Endurance? Ask the Ants! (8)

Imagine you wake up one morning to hear you have been named the unified world heavyweight champion in boxing instead of Anthony Joshua! Next to you are the championship belts you admired on TV the night before. In your living room are paparazzi and people wining and dining in your honour. As you begin to enjoy your new “magical” celebrity status, a TV correspondent asks you about your preparation to defend your title; then you stop dead! “Defend what?” You ask yourself. “I thought when you win you simply enjoy the glory! How can I defend a title I can’t remember winning?” Then you recall! Last night, while watching Anthony Joshua on TV bask in the euphoria of victory, you wished you were him. Now, you are not prepared to face a mean opponent who will send you off the ring in a body bag.  
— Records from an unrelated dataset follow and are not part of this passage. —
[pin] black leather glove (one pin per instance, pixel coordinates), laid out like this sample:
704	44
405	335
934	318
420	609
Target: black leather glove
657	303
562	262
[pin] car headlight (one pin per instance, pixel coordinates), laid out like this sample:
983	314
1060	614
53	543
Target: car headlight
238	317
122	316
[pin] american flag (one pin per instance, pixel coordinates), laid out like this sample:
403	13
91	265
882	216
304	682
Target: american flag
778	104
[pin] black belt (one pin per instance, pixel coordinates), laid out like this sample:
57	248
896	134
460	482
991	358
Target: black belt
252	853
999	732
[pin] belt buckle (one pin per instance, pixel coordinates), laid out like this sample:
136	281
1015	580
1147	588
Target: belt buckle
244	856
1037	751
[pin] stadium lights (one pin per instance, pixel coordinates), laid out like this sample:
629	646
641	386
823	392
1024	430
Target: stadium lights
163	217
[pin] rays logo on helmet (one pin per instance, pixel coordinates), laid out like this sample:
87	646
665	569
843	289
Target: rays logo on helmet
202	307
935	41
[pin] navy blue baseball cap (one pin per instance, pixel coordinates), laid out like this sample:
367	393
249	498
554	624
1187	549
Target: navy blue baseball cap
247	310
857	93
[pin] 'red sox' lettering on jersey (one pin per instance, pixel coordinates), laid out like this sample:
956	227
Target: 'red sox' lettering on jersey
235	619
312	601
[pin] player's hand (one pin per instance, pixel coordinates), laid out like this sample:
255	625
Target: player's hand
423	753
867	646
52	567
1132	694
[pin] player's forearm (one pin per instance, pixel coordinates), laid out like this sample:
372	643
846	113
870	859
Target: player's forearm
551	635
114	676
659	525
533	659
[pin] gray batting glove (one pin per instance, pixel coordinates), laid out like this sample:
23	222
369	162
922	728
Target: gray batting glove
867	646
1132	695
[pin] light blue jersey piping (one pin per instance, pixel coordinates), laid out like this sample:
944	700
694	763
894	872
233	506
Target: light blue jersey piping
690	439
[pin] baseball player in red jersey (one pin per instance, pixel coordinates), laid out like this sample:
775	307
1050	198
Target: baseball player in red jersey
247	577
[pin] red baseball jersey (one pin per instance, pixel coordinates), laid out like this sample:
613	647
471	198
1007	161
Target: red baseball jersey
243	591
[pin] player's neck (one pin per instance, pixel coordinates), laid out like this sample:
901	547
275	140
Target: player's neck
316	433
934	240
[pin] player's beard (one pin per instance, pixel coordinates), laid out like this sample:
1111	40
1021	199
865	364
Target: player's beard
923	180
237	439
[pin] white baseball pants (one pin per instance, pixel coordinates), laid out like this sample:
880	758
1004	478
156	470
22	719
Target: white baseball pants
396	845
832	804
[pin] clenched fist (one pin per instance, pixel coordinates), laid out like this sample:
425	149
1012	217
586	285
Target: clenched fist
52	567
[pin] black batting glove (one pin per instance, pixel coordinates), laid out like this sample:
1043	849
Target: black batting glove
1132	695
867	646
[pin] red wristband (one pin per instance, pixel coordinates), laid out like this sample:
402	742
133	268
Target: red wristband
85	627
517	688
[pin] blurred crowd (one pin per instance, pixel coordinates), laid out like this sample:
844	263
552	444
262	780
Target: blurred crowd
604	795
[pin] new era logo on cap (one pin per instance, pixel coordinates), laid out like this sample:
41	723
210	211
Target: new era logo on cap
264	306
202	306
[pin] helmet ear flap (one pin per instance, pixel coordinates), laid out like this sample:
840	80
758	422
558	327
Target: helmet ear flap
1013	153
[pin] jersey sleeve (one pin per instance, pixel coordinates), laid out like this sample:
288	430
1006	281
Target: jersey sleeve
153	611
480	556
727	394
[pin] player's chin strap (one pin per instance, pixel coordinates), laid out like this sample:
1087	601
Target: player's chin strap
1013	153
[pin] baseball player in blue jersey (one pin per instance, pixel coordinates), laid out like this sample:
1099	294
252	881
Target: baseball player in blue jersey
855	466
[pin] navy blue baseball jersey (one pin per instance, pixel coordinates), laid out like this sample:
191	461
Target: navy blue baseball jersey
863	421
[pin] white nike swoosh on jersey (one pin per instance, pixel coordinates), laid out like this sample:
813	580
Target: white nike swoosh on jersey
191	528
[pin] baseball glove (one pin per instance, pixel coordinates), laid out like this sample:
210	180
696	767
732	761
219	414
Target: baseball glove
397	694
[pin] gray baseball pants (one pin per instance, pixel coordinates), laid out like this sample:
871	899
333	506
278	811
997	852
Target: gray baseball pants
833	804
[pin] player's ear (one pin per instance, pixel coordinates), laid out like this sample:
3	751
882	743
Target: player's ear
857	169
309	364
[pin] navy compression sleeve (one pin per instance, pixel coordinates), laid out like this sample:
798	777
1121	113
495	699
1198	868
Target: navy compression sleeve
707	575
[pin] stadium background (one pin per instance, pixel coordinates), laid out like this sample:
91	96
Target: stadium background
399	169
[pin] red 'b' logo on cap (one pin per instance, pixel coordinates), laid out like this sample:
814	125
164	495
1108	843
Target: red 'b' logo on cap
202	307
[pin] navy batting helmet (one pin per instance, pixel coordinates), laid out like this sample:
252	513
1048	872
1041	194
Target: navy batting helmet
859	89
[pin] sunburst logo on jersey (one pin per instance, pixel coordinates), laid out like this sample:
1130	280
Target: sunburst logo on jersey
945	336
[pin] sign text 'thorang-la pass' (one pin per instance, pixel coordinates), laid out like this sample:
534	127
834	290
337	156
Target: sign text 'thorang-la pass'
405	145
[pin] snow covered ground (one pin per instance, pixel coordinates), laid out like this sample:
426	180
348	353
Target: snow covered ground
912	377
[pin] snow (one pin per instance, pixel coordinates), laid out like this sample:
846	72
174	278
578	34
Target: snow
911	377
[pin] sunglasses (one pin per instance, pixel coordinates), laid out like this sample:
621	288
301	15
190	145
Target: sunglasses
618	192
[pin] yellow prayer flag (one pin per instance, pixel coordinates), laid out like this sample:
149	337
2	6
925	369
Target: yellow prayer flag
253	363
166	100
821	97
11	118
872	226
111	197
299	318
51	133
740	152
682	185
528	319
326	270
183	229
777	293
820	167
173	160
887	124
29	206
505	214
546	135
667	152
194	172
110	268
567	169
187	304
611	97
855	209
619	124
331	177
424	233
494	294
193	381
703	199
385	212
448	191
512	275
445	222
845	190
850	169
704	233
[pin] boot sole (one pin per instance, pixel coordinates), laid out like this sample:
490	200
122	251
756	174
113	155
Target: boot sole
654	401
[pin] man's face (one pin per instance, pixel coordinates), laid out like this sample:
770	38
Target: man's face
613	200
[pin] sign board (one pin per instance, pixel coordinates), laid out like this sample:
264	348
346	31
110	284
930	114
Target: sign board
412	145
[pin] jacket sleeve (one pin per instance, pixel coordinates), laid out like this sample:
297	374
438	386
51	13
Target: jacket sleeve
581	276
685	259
We live in a world where success is highly celebrated, which is a good thing. Unfortunately, most people tend to be attracted to the rewards of success such as affluence, mansions, Champagne, exotic cars, yacht parties, etc. Few people ask where the celebrity was years ago while still unknown. Very little thought is given to the hard training, sacrifices, sleepless nights and endurance it took to step into the limelight.

People desire others’ successes yet they can’t pay the price. If success is ever transferable, it will not be sustainable because you can’t keep what you never earned. There is something about the process of achieving success, no matter how grueling, that helps to keep it. The secret of staying on top is usually acquired on the way up. Ants are smart enough to know that success is at a cost:

  1. The ability to hold on: how much pressure can you endure before you give up? Some scientists devised an ingenious experiment to test how good weaver ants are at gripping sleek surfaces. They placed some ants in a centrifuge, a miniature version of what a trainee astronaut endures. It was discovered that at 100 times the force of gravity, which was enough to crush a human astronaut, the ants could still grip the glass surface.
  2. High level engagement: some people want maximum benefit for minimum effort. In a lab test, some scientists measured the metabolic rate of grass-cutter ants while they cut and discovered that the ants’ rate was 3 times higher than an exercising athlete. There is no one who achieves extraordinary results without extraordinary efforts.